Judge Patrick Naugle wonders where the tradition of burying a casket six feet underground came from.
Our reviews of Six Feet Under: The Complete First Season (published February 10th, 2003), Six Feet Under: The Complete Second Season (published August 4th, 2004), Six Feet Under: The Complete Fourth Season (published October 10th, 2005), and Six Feet Under: The Complete Fifth Season (published April 19th, 2006) are also available.
"You know what I find interesting? If you lose a spouse, you're called a widow, or a widower. If you're a child and you lose your parents, then you're an orphan. But what's the word to describe a parent who loses a child? I guess that's just too f***ing awful to even have a name."—Brenda Chenowith (Rachel Griffiths), Six Feet Under
In the third season of HBO's acclaimed series, the Fisher family faces more crises in their lives, the lives of their friends and loved ones, and at the Fisher Funeral Home. Over the course of the season, all of the characters will go through transformations; prodigal son Nate Fisher (Peter Krause, Sports Night), previously diagnosed with dire health issues, will dodge death's cruel hand as he attempts to raise his new daughter, Maya, with his new wife hippie wife, Lisa (Lili Tyler, High Fidelity); Claire Fisher (Lauren Ambrose, Can't Hardly Wait) will continue her education at a local art college while beginning a new relationship with Russell (Ben Foster, Six Feet Under); Rico (Freddy Rodriguez) finds himself not only an employee but also a partner at the newly christened Fisher & Diaz Funeral Home while struggling with his wife, Vanessa (Justina Machado, Final Destination 2) and her pain-in-the-butt sister. David (Michael C. Hall) and his long time boyfriend Keith (Matthew St. Patrick) continue to struggle with their relationship, while Fisher patriarch Ruth (Frances Conroy, The Aviator) attempts to find love and keep her family from falling apart. Everything is a struggle when you live your life Six Feet Under.

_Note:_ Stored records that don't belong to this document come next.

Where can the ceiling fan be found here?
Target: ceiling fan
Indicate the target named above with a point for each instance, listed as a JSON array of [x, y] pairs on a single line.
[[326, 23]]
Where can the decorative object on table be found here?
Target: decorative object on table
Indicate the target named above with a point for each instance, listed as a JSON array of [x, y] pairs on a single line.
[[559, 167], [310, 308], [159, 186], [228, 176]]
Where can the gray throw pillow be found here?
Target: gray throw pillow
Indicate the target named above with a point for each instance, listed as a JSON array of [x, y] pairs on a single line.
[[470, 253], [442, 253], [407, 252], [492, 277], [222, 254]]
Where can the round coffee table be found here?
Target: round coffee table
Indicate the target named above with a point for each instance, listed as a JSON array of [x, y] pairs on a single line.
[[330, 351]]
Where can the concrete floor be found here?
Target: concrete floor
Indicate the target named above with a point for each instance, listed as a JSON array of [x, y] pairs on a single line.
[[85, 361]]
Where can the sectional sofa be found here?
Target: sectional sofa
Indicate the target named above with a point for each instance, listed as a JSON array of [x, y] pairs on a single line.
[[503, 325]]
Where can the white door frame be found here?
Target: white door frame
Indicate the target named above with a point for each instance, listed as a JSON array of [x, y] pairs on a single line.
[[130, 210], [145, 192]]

I had friends and relatives who watched Six Feet Under up until around the third season—for some reason, this is where many of them became disenchanted with the series. I wholeheartedly disagree; though the series has had its fair share of ups and downs in character, creative storytelling, and writing, I think that as a whole the series has weathered well. It was announced not long ago the that fifth season of the show will be its last—it seems that creator Alan Ball has told all the stories needed through the Fisher clan. While I think it is time to lay HBO's critically lauded series to rest (pun intended) on a high note, I will most certainly be sad to see the Fishers go.
By the third season, I felt, the show had completely grown into its skin. The characters are finally fleshed out, warts and all, and the Fisher family and company have a great many warts to deal with. The crux of the show is the moral dilemmas and personal crises the characters must deal with that make the folks from Desperate Housewives look downright well adjusted. Some characters do drugs and others experiment with sex at the expense of their significant other. These are people who are struggling to find a moral compass and a world where happiness can be a substitute for despair and, well…bad luck (of which there is a lot of in this series). The plots are propelled by interesting storylines (I especially enjoyed watching Claire find her way through art school) and, of course, those opening death scenes that have become the show's hallmark.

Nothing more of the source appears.